The Barcoo River is the venue for the fishing frenzy but it also offers some wonderful riverside camping. I stopped for a couple of days but could easily have stayed much longer and there were people there who came for a couple of months. I’m not sure if this sign at my campsite was a memorial for someone or to mark the spot for future reference but I was happy to claim it as my own for the time I was there.
You may be familiar with the Banjo Paterson poem of The Bush Christening which starts
On the outer Barcoo where the churches are few
And men of religion are scanty,
But Isisford is also well known for it’s ancient ancestor of today’s crocodilians and the Interpretation Centre shows a short film and has displays of the history of the area.
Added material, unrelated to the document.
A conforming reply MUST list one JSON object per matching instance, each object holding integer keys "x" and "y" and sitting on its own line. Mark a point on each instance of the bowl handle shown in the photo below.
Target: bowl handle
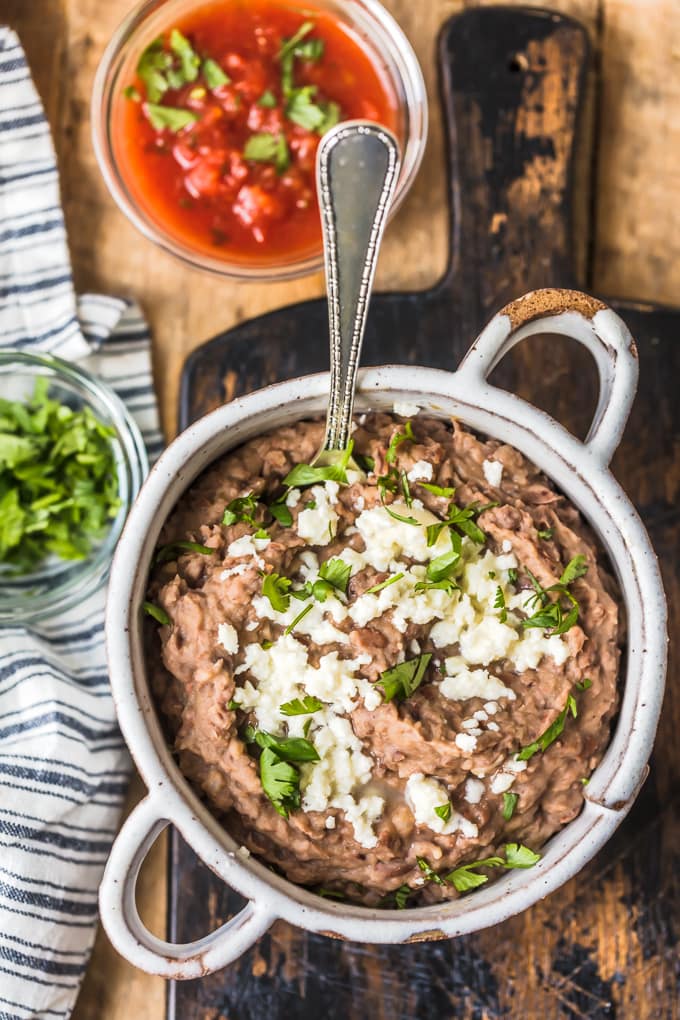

The Outer Barcoo Interpretive Centre, a museum depicting the evolution of nature from 100 million years ago to the present. The feature attraction is a life-sized replica model of Isisfordia Duncani, who lived around 98 million years ago. He was the evolutionary ancestor of all crocodilians that live on earth today. The Bulldog fish was also found in the area dating back 100 million years ago. There are displays of local fauna, flora, reptiles, birds and fossils that have lived in this region, as well as formation of the Great Artesian Basin and general history of the Isisford area. An audio-visual presentation portrays life in the Isisford area since settlement. The film depicts Isisford as being ‘the middle of everywhere’. The building also houses 60 seat theatrette, cafeteria, local arts and craft displays.
The town itself is typical of many outback towns that has seen a declining population and disappearance of services although there’s still a couple of pubs and the Information Centre serves a decent coffee. Banjo Paterson has certainly made his mark in this town!
For only $3 a night there are two wonderful camps at Isisford. The Barcoo River camp that I stayed at is right on the edge of town and has drinking water, toilet and dump point at its entry. Oma Waterhole is a few kms out of town, also $3 a night. This charge includes the use of showers in the town park.
Isisford might seem like it’s in the middle of nowhere but to the locals it’s the middle of everywhere! To me it’s the perfect place to return to for a relaxing stay on the Barcoo River.